Captain Bates and Ffoulkes had met, according to General Stanley, when Ffoulkes had handled a minor matter of business for the captain’s family. Otway had evidently met Bates in a tavern near Temple Stairs, formed an unwholesome connexion with him, and then later been introduced to Ffoulkes, though the general did not know the circumstances.

“Indeed,” said Grey, thinking of the bog-houses near Lincoln’s Inn, a spot much patronized by both lawyers and mollies. “This…association is what they refer to as a ‘company of sodomites’? It seems lacking in both membership and organizing principles, I think.”

Hal snorted a little; his breath purled white in the winter air.

“Oh, there’s more. Our friend Ffoulkes, it seems, has a French wife. Who in turn has two brothers. One of these brothers is a notorious pederast—notorious even by French standards—while the other is a colonel in the French army.”

Grey grunted in surprise.

“And is there any evidence of—I suppose it must be treason?”

“It is. And there is. The War Office got wind of something, and has been quietly pursuing the matter for some months. Bates—he was General Stanley’s chief aide-de-camp for some time before joining the Horse Guards, by the way—”

“Christ.”

“Precisely. He apparently had been passing secret materials to Otway, who in turn delivered these to Ffoulkes in the course of their assignations. And from there, of course…”

Grey drew the evening air deep into his lungs. The last of his defensive anger chilled, leaving him cold. It
was
a personal matter—but not directly personal. Hal’s concern was for the general, of course—and for their family, lest the old rumors be resurrected in light of fresh scandal, stimulated by their mother’s new marriage.

“What has been done?” he asked. “I have heard nothing of it in the streets, read nothing in the periodicals.”

Hal’s shoulders hunched a little; they were passing a gate where torches burned, and Grey saw his brother’s shadow, foreshortened and shrunk, the image of an old man.

“It has been kept as quiet as possible. Bates and Otway were both arrested yesterday, though.”

“And Ffoulkes?”

Hal’s head lifted, and he blew out a long white breath.

“Ffoulkes shot himself this morning.”

Grey walked on, mechanically, no longer feeling chill or cobble.

“May God have mercy on his soul,” he said at last.

“And ours,” Hal said, without humor.

H
al could not or would not say more, and they walked the rest of the way in silence. Disturbed in mind though he was, Grey was jerked out of his thoughts as they turned into St. James Street.

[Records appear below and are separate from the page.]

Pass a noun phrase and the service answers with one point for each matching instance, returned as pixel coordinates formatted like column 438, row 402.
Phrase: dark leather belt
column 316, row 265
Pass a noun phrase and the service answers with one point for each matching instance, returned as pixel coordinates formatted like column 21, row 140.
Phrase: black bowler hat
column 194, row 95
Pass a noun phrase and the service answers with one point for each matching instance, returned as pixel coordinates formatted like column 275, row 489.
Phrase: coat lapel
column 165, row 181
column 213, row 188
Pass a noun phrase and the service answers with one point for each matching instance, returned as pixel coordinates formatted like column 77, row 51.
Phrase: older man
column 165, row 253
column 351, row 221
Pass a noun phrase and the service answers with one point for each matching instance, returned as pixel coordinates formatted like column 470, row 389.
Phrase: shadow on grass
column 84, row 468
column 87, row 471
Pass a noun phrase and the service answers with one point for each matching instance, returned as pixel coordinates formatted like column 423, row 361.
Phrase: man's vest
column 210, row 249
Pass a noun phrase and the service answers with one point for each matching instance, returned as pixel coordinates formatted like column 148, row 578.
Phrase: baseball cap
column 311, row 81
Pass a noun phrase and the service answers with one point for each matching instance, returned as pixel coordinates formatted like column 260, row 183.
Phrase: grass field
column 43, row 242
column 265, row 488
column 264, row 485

Candlelight streamed welcomingly through the windows of White’s, illuminating what appeared to be the body of a man lying on the pavement by the door. As they approached the building, Grey saw a head pop out of the club’s open door, survey the body, then pop back in, only to be succeeded by a different head, which repeated this procedure.

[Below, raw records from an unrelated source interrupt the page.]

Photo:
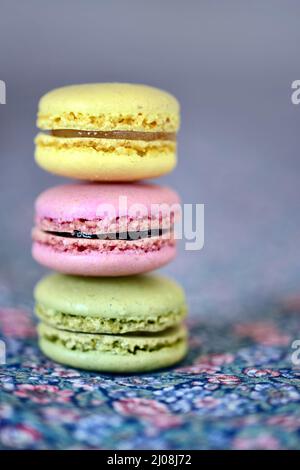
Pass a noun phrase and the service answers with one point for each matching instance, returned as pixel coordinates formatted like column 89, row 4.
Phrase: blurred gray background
column 231, row 65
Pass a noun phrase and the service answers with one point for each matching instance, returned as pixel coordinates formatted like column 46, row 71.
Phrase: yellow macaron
column 107, row 132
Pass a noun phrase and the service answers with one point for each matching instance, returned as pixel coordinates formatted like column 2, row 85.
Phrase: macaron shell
column 107, row 362
column 148, row 296
column 102, row 264
column 90, row 201
column 109, row 106
column 115, row 162
column 94, row 352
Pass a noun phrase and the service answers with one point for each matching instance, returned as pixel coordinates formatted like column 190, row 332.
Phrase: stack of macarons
column 101, row 311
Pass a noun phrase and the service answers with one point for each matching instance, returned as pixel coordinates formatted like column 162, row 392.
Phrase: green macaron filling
column 98, row 324
column 129, row 344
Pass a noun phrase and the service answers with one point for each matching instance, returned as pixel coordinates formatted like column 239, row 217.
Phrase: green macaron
column 131, row 324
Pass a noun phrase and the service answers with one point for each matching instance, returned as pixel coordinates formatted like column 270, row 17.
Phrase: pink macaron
column 105, row 229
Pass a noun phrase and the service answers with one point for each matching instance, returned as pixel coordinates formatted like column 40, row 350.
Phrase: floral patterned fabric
column 237, row 389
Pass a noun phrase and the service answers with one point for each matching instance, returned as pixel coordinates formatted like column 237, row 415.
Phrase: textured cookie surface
column 109, row 106
column 114, row 353
column 103, row 230
column 147, row 303
column 149, row 115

“Do you know him?” Grey asked his brother, as they came up to the body. “Is he a member?” Grey was of course a member of White’s, as well, but seldom patronized the club, finding the cozy shabbiness and excellent food of the Beefsteak more appealing.

Hal squinted at the body, and shook his head.

“No one I know.”

The body lay prone, legs sprawled apart beneath a greatcoat of decent quality. The man’s hat was also a good one; it had fallen off and rolled against the wall, resting on edge there like a tipsy beggar.